First, let's start with the most basic facts about pi, so that we can get started on a solid foundation.
The definition of pi is the ratio of the circumference of a circle to its diameter. The circumference of a circle is the length of the curved line which constitutes the circle itself, and the diameter of a circle is how wide it is at its widest part. Since circles are round, and thus the same in all directions, it's also how high it is at its tallest part, and so on for any direction.
Pi is also used for calculating the area of a circle, the area of the surface of a sphere, and the volume of a sphere.
The diagram above is an attempt to justify the formula for the area of a circle, A = pi * r^2. This kind of diagram can be found in many mathematics textbooks, and one was included in a book by Sato Moshun, in Japan, in 1698; also, an illustration of the same idea appears in the Notebooks of Leonardo da Vinci.
Basically, one can cut the circle into more and more slices, and as one does so, the shape that can be built by rearranging those slices gets closer and closer to a rectangle with the radius of the circle as its height, and half the circumference of the circle as its width.
This made ancient diagrams like this particularly notable, since the idea of a limit of an estimate of the area of a shape by cutting it into smaller and smaller pieces is a basic idea that led to the integral calculus.
It was Archimedes of Syracuse who found that the surface area of a sphere is the same as that of the curved surface of a cylinder with the same diameter and the same height - just the curved surface, not including the flat top and bottom.
Why this is the case is illustrated by the diagram: the cosine of the angle theta both determines the size of a circle at a given height of the sphere, and the amount vertical distances on the sphere's surface are foreshortened when projected on the surrounding circle.
This is the basis, incidentally, of an equal-area cylindrical map projection, which I describe on this page.
So, since the surface of the cylinder can be unrolled into a rectangle with a height equal to the sphere's diameter, and a width equal to the sphere's circumference, the surface area of a sphere is equal to pi * d^2, or 4 * pi * r^2.
Just as a circle can be cut into many tiny pie wedges, a sphere can be thought of as many tiny little pyramids, with a height equal to the radius of the sphere, and the bases of which total in area to the surface area of the sphere.
This would tell us the volume of a sphere, now that we know the formula for the surface area of a sphere, if we knew how to calculate the volume of a pyramid.

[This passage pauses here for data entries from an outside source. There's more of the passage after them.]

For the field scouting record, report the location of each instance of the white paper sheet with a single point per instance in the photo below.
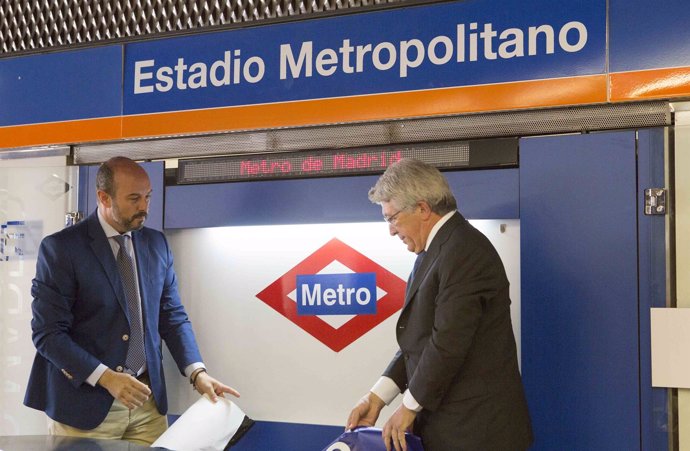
(670, 347)
(205, 426)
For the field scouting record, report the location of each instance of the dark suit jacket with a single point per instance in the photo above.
(457, 351)
(80, 320)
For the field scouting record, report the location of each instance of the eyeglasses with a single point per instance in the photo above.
(391, 219)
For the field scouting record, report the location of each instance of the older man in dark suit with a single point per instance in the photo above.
(457, 363)
(105, 296)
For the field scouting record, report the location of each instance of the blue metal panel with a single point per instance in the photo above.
(472, 43)
(267, 435)
(61, 86)
(652, 247)
(156, 171)
(490, 194)
(646, 34)
(579, 291)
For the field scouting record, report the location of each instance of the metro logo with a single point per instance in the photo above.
(387, 294)
(336, 294)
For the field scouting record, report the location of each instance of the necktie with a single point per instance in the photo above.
(136, 356)
(417, 262)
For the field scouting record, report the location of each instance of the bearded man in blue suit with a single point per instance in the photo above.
(85, 328)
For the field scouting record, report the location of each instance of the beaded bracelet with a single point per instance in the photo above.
(192, 380)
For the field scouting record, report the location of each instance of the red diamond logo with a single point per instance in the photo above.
(390, 287)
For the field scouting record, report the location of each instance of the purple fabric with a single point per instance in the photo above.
(368, 439)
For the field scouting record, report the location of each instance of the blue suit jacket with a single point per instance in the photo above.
(80, 320)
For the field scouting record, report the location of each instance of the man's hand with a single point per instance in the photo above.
(207, 385)
(395, 428)
(365, 412)
(125, 388)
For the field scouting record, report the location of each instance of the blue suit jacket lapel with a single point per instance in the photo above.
(104, 253)
(141, 251)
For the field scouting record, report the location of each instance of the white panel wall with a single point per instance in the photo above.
(284, 373)
(31, 190)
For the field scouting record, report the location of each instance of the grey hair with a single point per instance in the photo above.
(409, 181)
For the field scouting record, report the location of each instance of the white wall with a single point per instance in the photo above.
(31, 190)
(284, 373)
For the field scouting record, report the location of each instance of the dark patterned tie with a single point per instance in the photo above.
(417, 262)
(136, 356)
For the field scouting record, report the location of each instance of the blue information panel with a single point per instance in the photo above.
(416, 48)
(336, 294)
(51, 87)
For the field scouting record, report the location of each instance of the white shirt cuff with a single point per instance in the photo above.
(193, 367)
(92, 380)
(385, 389)
(410, 402)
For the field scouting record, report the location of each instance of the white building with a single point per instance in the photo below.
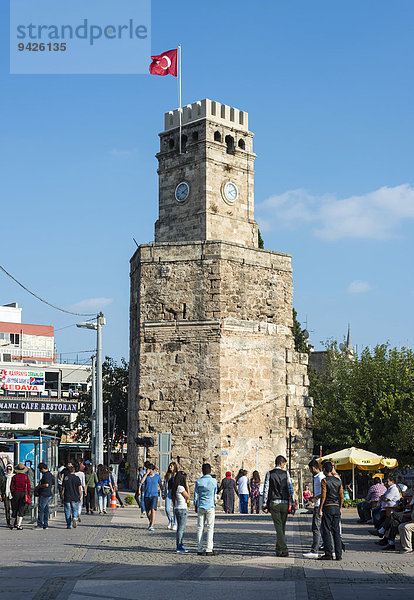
(27, 355)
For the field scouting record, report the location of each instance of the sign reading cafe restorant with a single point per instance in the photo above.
(28, 405)
(17, 380)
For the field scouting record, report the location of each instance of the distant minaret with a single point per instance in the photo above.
(349, 349)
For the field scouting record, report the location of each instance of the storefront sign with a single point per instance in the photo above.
(25, 405)
(17, 380)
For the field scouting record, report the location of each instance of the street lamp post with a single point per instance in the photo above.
(257, 457)
(100, 321)
(93, 415)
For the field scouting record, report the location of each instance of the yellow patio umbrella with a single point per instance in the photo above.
(349, 458)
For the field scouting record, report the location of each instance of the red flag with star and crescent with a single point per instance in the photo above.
(165, 63)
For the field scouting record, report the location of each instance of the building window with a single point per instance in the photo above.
(15, 339)
(56, 419)
(184, 140)
(17, 418)
(230, 144)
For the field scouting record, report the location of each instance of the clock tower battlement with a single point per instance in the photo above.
(206, 192)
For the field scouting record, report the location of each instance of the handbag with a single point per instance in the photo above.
(106, 489)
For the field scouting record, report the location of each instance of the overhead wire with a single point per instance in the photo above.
(45, 301)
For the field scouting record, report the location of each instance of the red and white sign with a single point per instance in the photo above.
(165, 64)
(17, 380)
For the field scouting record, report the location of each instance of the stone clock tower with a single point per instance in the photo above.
(214, 375)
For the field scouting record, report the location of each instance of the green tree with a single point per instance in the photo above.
(300, 335)
(365, 401)
(115, 395)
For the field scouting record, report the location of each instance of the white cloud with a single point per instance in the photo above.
(358, 287)
(375, 215)
(91, 304)
(120, 152)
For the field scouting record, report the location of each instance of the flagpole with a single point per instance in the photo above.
(179, 92)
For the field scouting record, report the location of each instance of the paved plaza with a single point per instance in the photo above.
(114, 557)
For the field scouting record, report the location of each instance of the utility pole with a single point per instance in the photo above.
(100, 321)
(93, 415)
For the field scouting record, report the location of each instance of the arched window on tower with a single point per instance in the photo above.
(230, 144)
(184, 140)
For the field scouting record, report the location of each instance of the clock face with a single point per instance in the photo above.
(231, 193)
(181, 191)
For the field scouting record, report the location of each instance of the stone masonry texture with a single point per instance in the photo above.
(212, 357)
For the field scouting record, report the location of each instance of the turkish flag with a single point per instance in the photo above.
(165, 63)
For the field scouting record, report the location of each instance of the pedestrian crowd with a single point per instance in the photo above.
(389, 507)
(78, 486)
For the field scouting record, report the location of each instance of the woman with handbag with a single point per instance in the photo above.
(20, 490)
(5, 493)
(91, 481)
(103, 488)
(166, 494)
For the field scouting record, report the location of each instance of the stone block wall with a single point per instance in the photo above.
(212, 356)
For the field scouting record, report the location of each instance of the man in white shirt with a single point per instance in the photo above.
(81, 476)
(391, 498)
(243, 490)
(316, 499)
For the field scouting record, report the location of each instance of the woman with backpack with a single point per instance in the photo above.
(91, 481)
(180, 495)
(20, 490)
(167, 494)
(103, 488)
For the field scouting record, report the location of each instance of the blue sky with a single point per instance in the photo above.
(329, 91)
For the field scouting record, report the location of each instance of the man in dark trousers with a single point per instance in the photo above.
(45, 491)
(71, 494)
(277, 495)
(332, 498)
(316, 499)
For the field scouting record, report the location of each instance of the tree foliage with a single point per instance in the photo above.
(115, 395)
(367, 401)
(300, 335)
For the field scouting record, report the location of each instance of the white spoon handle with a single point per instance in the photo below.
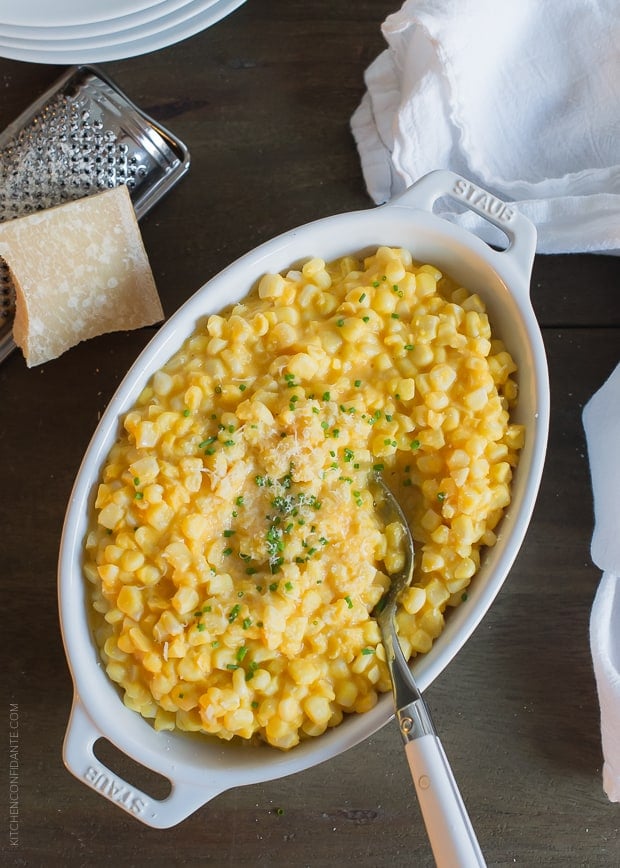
(448, 826)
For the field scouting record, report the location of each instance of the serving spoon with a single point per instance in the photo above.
(449, 829)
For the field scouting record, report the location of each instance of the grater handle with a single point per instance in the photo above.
(80, 759)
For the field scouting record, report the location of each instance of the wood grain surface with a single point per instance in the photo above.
(263, 100)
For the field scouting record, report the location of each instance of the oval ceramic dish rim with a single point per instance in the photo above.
(199, 769)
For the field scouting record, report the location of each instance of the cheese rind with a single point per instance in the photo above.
(79, 270)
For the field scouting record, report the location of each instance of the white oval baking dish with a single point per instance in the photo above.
(199, 769)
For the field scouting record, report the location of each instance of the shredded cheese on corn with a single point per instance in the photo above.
(235, 556)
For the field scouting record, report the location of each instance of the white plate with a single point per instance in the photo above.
(190, 9)
(79, 51)
(94, 28)
(67, 12)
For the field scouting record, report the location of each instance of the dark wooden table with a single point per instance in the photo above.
(263, 99)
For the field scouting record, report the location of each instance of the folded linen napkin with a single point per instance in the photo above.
(523, 98)
(601, 419)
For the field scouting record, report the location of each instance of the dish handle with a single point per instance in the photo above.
(79, 758)
(520, 231)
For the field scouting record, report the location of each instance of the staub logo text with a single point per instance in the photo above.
(482, 200)
(114, 790)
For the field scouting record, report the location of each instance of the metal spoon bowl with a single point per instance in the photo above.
(448, 826)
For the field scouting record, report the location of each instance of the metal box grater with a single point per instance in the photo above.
(82, 136)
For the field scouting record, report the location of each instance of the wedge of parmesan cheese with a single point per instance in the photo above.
(79, 270)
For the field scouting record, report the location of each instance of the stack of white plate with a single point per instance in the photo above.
(93, 31)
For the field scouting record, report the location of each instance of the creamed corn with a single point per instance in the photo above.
(235, 556)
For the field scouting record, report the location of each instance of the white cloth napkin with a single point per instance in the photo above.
(523, 98)
(601, 420)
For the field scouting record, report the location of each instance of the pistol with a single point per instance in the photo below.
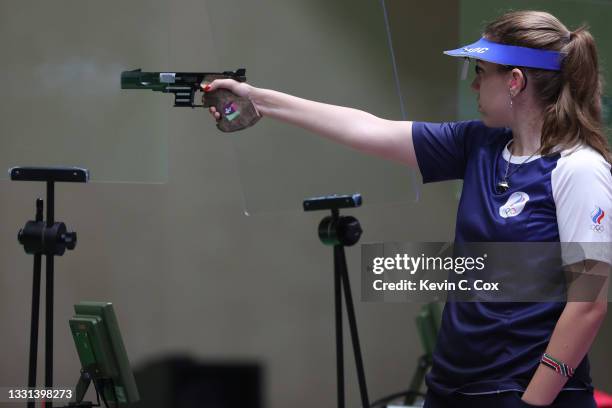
(236, 112)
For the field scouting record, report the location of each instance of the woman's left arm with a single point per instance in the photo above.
(574, 332)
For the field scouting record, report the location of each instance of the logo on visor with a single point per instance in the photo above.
(479, 50)
(597, 217)
(515, 204)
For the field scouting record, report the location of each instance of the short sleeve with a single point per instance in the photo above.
(442, 148)
(582, 192)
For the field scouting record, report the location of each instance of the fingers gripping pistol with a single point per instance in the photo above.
(236, 112)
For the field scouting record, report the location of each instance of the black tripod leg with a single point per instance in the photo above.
(34, 325)
(365, 402)
(49, 295)
(49, 328)
(339, 336)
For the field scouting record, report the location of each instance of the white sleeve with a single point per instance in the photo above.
(582, 192)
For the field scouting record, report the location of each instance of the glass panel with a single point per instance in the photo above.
(332, 52)
(63, 104)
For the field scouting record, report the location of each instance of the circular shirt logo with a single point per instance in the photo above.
(515, 204)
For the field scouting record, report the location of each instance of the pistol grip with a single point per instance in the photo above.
(236, 112)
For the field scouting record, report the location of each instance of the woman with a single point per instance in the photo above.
(536, 168)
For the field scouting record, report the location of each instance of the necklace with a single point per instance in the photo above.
(504, 185)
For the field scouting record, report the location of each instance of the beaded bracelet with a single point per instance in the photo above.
(557, 365)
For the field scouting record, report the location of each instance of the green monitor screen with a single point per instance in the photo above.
(102, 353)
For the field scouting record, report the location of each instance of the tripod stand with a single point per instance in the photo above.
(51, 239)
(340, 231)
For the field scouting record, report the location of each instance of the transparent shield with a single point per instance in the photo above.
(63, 104)
(331, 52)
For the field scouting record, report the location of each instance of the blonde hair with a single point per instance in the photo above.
(571, 98)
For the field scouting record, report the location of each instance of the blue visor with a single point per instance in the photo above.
(502, 54)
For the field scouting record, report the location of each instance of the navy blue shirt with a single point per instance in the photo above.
(485, 347)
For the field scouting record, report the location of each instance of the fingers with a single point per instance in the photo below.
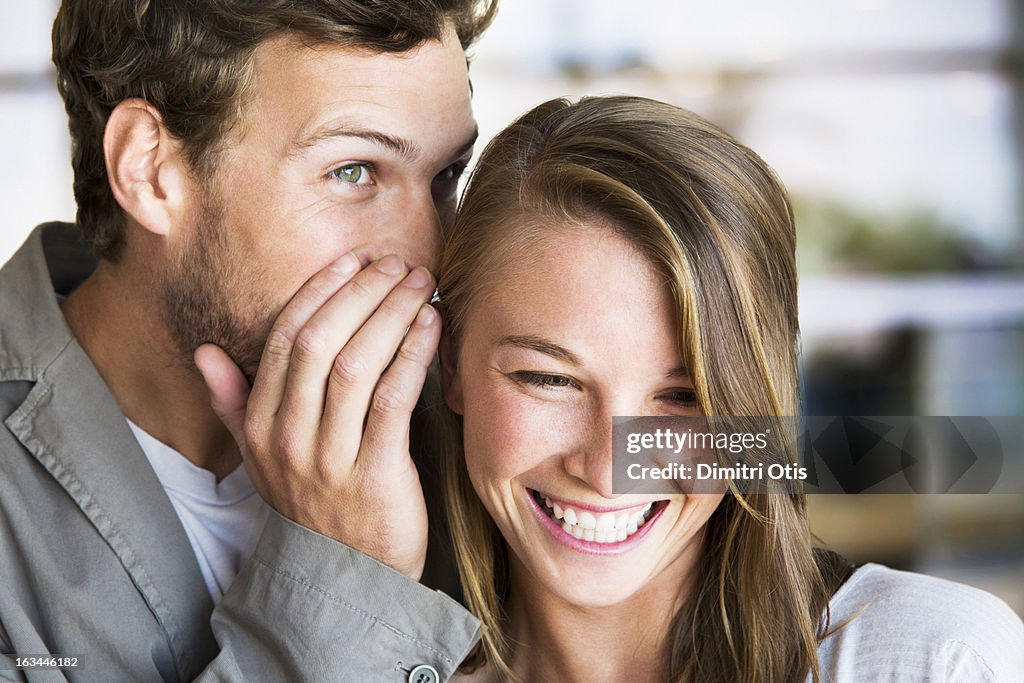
(356, 371)
(228, 388)
(351, 338)
(395, 396)
(271, 377)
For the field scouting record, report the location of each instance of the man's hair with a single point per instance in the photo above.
(192, 60)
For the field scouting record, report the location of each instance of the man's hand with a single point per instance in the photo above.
(325, 431)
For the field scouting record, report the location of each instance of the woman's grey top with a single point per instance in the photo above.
(909, 628)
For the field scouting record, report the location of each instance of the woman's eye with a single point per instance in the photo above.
(355, 174)
(544, 380)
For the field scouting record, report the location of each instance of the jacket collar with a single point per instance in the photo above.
(74, 427)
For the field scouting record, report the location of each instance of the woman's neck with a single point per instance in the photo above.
(558, 641)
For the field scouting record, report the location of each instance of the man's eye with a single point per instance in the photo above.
(355, 174)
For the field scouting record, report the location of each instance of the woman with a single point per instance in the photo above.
(614, 257)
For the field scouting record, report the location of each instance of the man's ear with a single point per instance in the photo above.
(145, 167)
(451, 381)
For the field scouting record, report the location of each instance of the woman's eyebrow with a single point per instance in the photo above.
(541, 345)
(679, 373)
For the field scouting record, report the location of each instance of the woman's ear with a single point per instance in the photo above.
(145, 166)
(451, 381)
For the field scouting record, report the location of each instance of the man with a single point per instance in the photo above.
(263, 182)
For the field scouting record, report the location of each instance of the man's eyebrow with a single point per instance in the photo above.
(541, 345)
(399, 145)
(468, 144)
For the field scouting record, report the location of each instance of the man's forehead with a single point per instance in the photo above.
(299, 88)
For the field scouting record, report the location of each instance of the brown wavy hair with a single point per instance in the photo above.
(713, 217)
(193, 59)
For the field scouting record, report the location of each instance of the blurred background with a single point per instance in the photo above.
(898, 128)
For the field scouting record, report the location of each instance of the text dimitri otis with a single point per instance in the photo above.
(667, 439)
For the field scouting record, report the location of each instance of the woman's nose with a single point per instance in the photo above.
(592, 461)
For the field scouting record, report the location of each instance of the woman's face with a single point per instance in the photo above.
(578, 329)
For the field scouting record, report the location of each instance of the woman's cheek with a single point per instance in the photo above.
(510, 434)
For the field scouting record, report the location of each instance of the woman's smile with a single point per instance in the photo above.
(593, 529)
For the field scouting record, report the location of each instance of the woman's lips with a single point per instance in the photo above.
(589, 529)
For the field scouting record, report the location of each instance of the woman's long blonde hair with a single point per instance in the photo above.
(713, 217)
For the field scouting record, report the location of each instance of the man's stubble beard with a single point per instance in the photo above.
(200, 295)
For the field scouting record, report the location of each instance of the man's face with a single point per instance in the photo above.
(337, 150)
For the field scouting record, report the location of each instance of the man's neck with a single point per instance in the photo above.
(156, 387)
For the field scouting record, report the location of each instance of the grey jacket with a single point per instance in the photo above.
(94, 563)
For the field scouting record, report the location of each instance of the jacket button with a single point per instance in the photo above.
(424, 674)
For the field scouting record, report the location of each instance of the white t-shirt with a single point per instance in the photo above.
(916, 629)
(222, 520)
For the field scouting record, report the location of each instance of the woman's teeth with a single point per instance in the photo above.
(599, 527)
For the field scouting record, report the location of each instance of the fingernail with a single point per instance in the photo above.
(347, 265)
(391, 265)
(418, 279)
(426, 315)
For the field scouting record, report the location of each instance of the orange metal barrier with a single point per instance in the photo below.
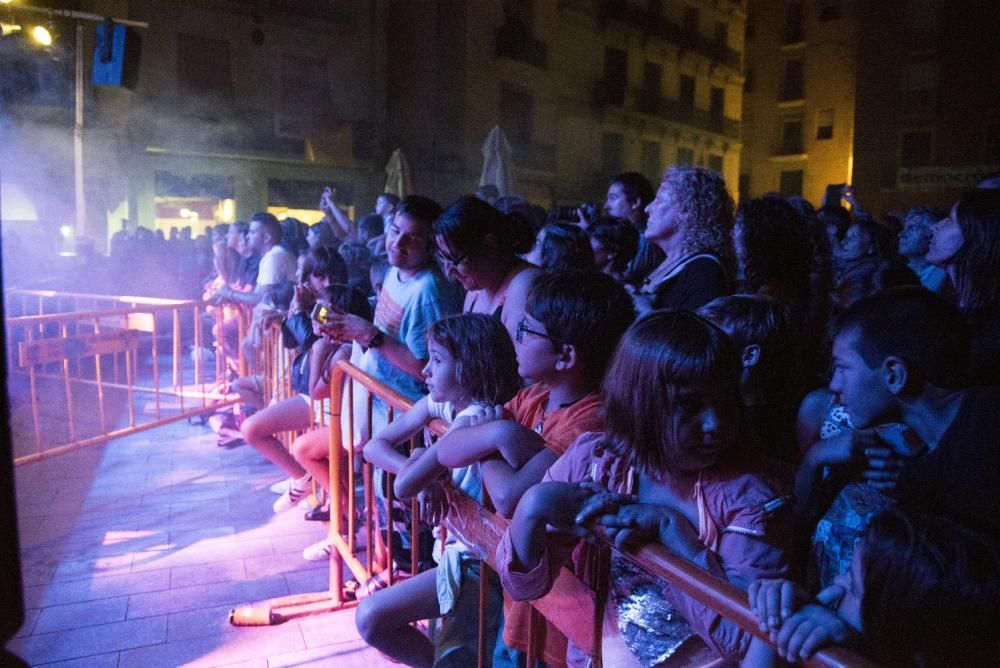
(69, 353)
(575, 607)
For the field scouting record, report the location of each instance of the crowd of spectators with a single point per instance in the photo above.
(802, 402)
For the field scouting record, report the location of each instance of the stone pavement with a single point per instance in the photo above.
(133, 553)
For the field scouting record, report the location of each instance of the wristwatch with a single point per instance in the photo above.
(376, 340)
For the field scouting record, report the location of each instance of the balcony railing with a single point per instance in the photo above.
(658, 26)
(647, 102)
(539, 157)
(517, 43)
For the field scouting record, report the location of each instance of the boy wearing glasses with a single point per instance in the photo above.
(571, 326)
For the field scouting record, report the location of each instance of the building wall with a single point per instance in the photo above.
(549, 59)
(304, 100)
(825, 44)
(929, 115)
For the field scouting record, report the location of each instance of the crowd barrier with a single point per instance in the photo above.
(573, 606)
(71, 353)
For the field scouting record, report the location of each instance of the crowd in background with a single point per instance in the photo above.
(801, 401)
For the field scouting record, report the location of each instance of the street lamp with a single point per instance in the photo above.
(41, 35)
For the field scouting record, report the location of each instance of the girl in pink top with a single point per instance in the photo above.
(671, 467)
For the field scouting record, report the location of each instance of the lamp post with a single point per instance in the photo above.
(80, 194)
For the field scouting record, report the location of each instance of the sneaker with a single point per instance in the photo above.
(320, 551)
(297, 492)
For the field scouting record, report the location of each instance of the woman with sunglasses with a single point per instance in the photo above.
(478, 247)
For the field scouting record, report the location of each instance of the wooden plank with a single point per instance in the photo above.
(43, 351)
(571, 606)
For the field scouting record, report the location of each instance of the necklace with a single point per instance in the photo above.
(540, 425)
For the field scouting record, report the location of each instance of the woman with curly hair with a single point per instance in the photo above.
(691, 221)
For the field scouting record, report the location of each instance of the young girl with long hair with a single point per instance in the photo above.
(922, 590)
(672, 466)
(472, 368)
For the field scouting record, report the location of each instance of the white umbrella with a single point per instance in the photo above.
(497, 162)
(398, 179)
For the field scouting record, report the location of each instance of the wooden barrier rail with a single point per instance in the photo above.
(93, 353)
(477, 526)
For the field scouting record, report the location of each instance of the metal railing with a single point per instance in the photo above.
(481, 528)
(84, 369)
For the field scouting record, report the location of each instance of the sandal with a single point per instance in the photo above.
(378, 582)
(349, 591)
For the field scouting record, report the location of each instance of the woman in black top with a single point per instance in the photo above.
(691, 221)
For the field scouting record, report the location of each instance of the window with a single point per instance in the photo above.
(791, 183)
(824, 124)
(744, 187)
(722, 33)
(652, 78)
(794, 81)
(612, 154)
(793, 22)
(718, 102)
(651, 168)
(919, 86)
(692, 17)
(791, 136)
(304, 83)
(686, 97)
(516, 107)
(829, 10)
(615, 75)
(992, 145)
(915, 149)
(203, 66)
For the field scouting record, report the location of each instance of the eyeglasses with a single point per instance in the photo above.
(444, 258)
(522, 329)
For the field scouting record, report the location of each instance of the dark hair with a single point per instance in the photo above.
(486, 364)
(925, 215)
(618, 237)
(587, 309)
(324, 261)
(469, 220)
(419, 208)
(870, 276)
(931, 589)
(636, 187)
(916, 325)
(268, 224)
(704, 211)
(883, 240)
(765, 322)
(373, 225)
(566, 247)
(775, 244)
(976, 265)
(661, 352)
(347, 299)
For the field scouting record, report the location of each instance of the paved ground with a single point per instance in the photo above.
(133, 552)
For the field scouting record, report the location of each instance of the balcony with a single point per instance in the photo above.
(647, 102)
(658, 26)
(515, 42)
(537, 157)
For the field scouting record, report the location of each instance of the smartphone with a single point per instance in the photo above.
(321, 314)
(833, 194)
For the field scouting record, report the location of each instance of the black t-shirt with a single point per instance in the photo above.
(961, 477)
(701, 280)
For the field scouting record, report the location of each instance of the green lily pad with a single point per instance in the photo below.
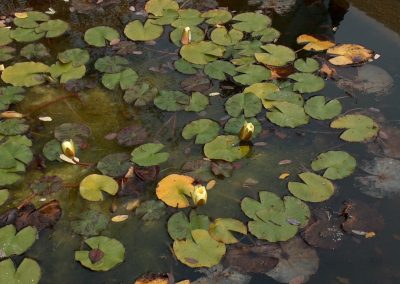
(225, 147)
(52, 28)
(358, 127)
(25, 74)
(337, 164)
(151, 210)
(113, 253)
(35, 51)
(91, 187)
(307, 83)
(27, 272)
(157, 7)
(140, 95)
(76, 56)
(125, 79)
(137, 31)
(201, 52)
(187, 17)
(149, 155)
(222, 36)
(309, 65)
(278, 55)
(219, 69)
(202, 251)
(251, 22)
(67, 72)
(221, 227)
(275, 219)
(171, 100)
(318, 108)
(13, 243)
(314, 189)
(217, 16)
(251, 74)
(205, 130)
(98, 36)
(114, 165)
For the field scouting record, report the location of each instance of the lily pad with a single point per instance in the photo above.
(98, 36)
(205, 130)
(91, 187)
(225, 147)
(174, 189)
(113, 253)
(314, 189)
(337, 164)
(13, 243)
(203, 251)
(318, 108)
(149, 155)
(25, 74)
(358, 127)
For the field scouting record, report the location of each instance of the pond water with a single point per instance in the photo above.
(148, 247)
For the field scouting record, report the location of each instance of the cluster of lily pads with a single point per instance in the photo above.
(238, 48)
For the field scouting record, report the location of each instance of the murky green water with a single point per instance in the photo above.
(147, 245)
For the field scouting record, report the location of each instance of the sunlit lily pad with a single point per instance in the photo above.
(91, 187)
(25, 74)
(359, 127)
(13, 243)
(113, 253)
(202, 251)
(27, 272)
(174, 190)
(314, 189)
(225, 147)
(337, 164)
(149, 155)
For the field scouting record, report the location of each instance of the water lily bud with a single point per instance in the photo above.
(199, 195)
(186, 36)
(246, 132)
(68, 148)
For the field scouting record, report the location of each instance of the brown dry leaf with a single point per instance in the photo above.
(347, 54)
(314, 43)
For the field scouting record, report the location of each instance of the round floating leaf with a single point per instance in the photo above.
(91, 187)
(137, 31)
(248, 103)
(98, 36)
(201, 52)
(221, 227)
(202, 251)
(25, 74)
(217, 16)
(278, 55)
(314, 189)
(219, 69)
(225, 147)
(221, 36)
(359, 127)
(338, 164)
(13, 243)
(114, 165)
(113, 253)
(157, 7)
(287, 114)
(317, 108)
(309, 65)
(173, 189)
(149, 155)
(28, 272)
(251, 22)
(205, 130)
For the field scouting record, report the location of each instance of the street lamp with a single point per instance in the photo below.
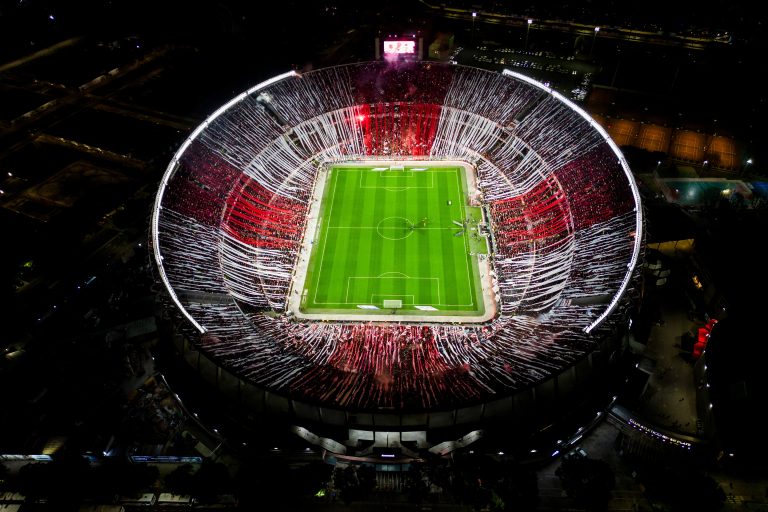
(527, 29)
(597, 29)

The volume of a pyramid is one-third of the area of its base times its height.
So the volume of a sphere is (4/3) * pi * r^3.
Why the volume of a pyramid is exactly one-third of the product of its base and height can be illustrated the most simply by the diagram above. A cube has six faces, as anyone who has ever played a game with (conventional!) dice knows: and its volume can be divided into six pyramids, with bases having an area equal to the side of the cube squared, and a height equal to half the height of the cube.
And, of course, one-sixth is one-half of one-third.